Lee Fields and the Expressions - My World (Truth & Soul)


Firstly, welcome to our new blog.  In these pages we’ll be bringing you album reviews and music news from a variety of genres, old and new.  From classic soul to brand new electronica, with funk, hip-hop and anything else we see fit to throw in along the way.  Basically, good music that we love and hope to share with a few other kindred spirits.


What better way to start off than with a quick look at a modern soul classic that has recently found its way to my ears.  My World was released in June 2009 by Lee Fields and the Expressions, on Brooklyn’s Truth & Soul label who also produced the album.  It seems these days that there is a glut of new soul artists striving for an authentic reproduction of the sound found on classic soul records of the late 60s and 70s.  2009 and 2010 in particular saw a large number of releases, and for me, this is one of the best of them.
The lush string arrangements, smooth vocal harmonies and classic instrumentation all combine to achieve as close to authenticity as one could imagine, with Lee Fields’ vocals adding a level of soul that comes straight from the gut.  That’s not to say that the music is merely a pastiche of those old soul classics.  Lee Fields is the real deal, having begun his recording career in the 70s, releasing a number of rare 7”s as well as the much sought after Let’s Talk it Over LP.  Following a quiet spell in the 80s, Fields resurfaced on The Soul Providers album Gimmie the Paw as well as his own Let’s Get a Groove On LP for Desco records in the late 90s.  In 2002, the funk laden Problems LP was released on Soul Fire, paving the way for the subsequent resurgence of soul within popular culture.  
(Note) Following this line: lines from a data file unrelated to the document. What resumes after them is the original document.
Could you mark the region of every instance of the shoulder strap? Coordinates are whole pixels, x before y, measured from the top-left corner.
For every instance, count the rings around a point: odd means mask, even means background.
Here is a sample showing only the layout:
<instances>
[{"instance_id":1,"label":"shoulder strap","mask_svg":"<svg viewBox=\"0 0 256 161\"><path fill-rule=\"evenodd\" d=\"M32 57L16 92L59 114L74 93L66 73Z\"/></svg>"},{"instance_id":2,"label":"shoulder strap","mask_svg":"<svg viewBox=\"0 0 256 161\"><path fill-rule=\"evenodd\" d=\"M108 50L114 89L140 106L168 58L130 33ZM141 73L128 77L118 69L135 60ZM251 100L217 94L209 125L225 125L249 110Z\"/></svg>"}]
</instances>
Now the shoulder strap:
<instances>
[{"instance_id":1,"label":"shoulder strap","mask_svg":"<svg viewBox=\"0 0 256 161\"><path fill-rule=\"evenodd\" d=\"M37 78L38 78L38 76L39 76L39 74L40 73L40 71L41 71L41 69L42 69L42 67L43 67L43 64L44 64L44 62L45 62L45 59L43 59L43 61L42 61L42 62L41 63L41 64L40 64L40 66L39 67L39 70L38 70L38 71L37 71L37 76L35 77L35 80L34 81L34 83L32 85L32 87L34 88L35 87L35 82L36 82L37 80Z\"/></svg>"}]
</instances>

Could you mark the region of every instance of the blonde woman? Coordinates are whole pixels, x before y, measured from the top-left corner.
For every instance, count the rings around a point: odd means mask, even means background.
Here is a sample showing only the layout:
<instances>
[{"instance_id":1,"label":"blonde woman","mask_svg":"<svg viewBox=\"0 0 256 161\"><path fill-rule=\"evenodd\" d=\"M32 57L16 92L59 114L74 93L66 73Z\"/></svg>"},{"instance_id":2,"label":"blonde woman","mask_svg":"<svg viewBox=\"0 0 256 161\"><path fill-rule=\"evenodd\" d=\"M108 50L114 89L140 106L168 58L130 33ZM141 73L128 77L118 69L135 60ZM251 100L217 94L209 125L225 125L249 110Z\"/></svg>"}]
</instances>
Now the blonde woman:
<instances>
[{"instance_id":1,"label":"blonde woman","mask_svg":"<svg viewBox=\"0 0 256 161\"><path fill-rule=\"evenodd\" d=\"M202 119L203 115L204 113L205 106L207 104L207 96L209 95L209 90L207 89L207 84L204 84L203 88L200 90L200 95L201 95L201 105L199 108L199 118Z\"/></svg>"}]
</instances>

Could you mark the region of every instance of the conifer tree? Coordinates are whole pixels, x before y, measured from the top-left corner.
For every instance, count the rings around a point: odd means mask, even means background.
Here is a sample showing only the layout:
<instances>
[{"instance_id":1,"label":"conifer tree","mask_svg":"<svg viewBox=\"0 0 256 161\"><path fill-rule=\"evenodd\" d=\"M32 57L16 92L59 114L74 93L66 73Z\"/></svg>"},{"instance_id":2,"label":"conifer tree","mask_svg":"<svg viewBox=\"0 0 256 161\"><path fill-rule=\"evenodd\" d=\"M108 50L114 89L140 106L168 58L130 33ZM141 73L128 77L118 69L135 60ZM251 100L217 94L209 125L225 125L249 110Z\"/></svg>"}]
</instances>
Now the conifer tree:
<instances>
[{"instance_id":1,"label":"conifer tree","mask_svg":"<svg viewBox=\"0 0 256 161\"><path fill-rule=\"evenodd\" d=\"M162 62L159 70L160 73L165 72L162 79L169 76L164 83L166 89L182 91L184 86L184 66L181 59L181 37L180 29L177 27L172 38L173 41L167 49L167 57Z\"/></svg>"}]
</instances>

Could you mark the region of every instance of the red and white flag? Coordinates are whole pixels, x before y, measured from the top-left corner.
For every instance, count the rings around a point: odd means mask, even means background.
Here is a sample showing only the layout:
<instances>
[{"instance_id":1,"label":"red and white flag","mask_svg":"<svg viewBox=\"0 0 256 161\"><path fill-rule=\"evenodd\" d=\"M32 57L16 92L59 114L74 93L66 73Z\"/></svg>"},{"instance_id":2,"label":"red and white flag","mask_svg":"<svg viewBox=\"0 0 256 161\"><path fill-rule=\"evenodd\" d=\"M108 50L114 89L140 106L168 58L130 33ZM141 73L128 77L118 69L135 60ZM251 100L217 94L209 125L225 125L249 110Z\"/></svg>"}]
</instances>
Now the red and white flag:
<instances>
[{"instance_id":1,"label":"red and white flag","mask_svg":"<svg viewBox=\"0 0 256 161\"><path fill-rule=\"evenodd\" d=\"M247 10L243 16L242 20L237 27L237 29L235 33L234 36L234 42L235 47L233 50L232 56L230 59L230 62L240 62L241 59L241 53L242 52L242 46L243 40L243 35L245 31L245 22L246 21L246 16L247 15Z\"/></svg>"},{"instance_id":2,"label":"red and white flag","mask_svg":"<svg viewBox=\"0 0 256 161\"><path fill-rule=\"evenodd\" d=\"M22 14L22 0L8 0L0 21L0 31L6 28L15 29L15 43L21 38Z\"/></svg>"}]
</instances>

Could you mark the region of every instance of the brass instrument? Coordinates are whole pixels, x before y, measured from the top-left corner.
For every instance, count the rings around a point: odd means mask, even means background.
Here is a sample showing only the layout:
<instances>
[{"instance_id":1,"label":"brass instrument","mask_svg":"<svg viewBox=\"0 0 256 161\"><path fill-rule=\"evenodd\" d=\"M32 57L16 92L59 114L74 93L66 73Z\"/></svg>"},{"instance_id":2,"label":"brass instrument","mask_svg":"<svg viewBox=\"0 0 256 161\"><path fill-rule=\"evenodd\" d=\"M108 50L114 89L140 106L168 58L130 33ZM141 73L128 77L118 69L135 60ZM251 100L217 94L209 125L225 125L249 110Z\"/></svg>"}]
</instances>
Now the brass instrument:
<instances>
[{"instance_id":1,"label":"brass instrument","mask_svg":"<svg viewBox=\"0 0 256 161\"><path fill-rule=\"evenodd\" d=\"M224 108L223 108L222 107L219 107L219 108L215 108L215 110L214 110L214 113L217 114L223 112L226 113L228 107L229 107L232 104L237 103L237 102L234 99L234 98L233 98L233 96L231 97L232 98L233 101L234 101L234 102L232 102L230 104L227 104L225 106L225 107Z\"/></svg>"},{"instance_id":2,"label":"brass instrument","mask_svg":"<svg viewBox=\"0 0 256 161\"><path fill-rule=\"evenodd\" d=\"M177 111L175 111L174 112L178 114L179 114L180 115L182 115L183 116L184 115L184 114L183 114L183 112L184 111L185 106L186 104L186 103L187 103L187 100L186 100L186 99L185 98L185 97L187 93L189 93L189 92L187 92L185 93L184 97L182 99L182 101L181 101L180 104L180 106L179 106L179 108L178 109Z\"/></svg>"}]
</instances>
On My World, that retro, analogue sound is fused with modern sensibilities.  From the opening drum break of “Do You Love Me (Like You Say You Do)”, we get a definite hip-hop feel.  It seems that after hip-hop artists had sampled soul from records for decades, it was inevitable that soul musicians would start drawing on the loop based rhythms of hip-hop to keep their music feeling shiny and new.  The album is similar in this way to Mayer Hawthorne’s A Strange Arrangement, also from 2009, yet My World is a more solid album in terms of consistency.  The quality never falters throughout, although my personal favourites would be the anthemic “Love Comes and Goes”, the excellent cover of the Supremes’, “My World Is Empty Without You”, the smooth funk of “Ladies” and the gut wrenching “The Only One Loving You”.  The album is also available as an instrumental release.

This is definitely one for the collection.  Also worth checking out are his other albums, Problems, Let’s Get a Groove On, and Let’s Talk it Over, the latter of which has been re-mastered and re-released on CD.